Submitted batch job 52158518
This seemed to work really well, and gave us better output than with Metrichor, moving forward running on libraries 3, 4, 5, and 6.
bpotter@rhino3:/fh/fast/bedford_t/zika-seq$ sbatch --time=48:00:00 --mem=20000 --mail-type=END,FAIL --mail-user=bpotter@fhcrc.org --wrap="read_fast5_basecaller.py -i /fh/fast/bedford_t/zika-seq/data/usvi-library3-2017-02-02/raw_reads/ -t 8 --config r94_250bps_nsk007_2d.cfg -r -s /fh/fast/bedford_t/zika-seq/data/usvi-library3-2017-02-02/alba121/ -o fast5"
Submitted batch job 52549825
bpotter@rhino3:/fh/fast/bedford_t/zika-seq$ sbatch --time=48:00:00 --mem=20000 --mail-type=END,FAIL --mail-user=bpotter@fhcrc.org --wrap="read_fast5_basecaller.py -i /fh/fast/bedford_t/zika-seq/data/usvi-library4-2017-03-03/raw_reads/ -t 8 --config r94_250bps_nsk007_2d.cfg -r -s /fh/fast/bedford_t/zika-seq/data/usvi-library4-2017-03-03/alba121/ -o fast5"

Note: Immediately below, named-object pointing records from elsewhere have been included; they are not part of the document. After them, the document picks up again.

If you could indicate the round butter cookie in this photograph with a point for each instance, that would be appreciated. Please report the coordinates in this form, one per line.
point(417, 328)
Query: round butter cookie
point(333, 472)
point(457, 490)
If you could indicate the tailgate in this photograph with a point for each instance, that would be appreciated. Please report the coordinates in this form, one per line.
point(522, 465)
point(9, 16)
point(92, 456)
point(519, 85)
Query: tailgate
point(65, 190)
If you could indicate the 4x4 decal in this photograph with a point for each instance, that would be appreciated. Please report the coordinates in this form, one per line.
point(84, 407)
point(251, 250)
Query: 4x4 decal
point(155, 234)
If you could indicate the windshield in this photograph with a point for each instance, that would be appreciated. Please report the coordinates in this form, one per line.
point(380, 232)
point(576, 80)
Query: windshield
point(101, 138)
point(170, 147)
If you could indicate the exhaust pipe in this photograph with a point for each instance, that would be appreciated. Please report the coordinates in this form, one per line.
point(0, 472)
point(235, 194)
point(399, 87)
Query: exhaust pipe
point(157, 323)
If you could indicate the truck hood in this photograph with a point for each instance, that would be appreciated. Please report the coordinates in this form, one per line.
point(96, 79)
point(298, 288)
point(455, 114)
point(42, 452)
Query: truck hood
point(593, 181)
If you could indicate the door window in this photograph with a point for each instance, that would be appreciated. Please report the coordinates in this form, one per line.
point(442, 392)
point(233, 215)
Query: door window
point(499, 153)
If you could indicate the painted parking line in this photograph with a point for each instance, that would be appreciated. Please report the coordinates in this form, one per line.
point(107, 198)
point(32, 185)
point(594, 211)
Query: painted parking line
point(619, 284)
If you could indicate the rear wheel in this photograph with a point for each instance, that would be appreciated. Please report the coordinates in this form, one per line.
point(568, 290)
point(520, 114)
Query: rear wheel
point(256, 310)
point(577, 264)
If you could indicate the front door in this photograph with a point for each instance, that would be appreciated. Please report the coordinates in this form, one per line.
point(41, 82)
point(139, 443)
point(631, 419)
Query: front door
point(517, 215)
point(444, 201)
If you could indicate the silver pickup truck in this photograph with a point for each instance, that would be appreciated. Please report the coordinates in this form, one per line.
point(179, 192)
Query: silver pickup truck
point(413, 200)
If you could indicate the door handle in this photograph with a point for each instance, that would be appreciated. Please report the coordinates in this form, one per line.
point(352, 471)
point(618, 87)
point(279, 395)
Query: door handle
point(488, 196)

Submitted batch job 52549827
bpotter@rhino3:/fh/fast/bedford_t/zika-seq$ sbatch --time=48:00:00 --mem=20000 --mail-type=END,FAIL --mail-user=bpotter@fhcrc.org --wrap="read_fast5_basecaller.py -i /fh/fast/bedford_t/zika-seq/data/usvi-library5-2017-03-14/raw_reads/ -t 8 --config r94_250bps_nsk007_2d.cfg -r -s /fh/fast/bedford_t/zika-seq/data/usvi-library5-2017-03-14/alba121/ -o fast5"
Submitted batch job 52549874
bpotter@rhino3:/fh/fast/bedford_t/zika-seq$ sbatch --time=48:00:00 --mem=20000 --mail-type=END,FAIL --mail-user=bpotter@fhcrc.org --wrap="read_fast5_basecaller.py -i /fh/fast/bedford_t/zika-seq/data/usvi-library6-2017-03-22/raw_reads/ -t 8 --config r94_250bps_nsk007_2d.cfg -r -s /fh/fast/bedford_t/zika-seq/data/usvi-library6-2017-03-22/alba121/ -o fast5"
Submitted batch job 52549875
Last 3 of the above 4 commands failed because the raw reads were zipped. Unzipping and I will try again.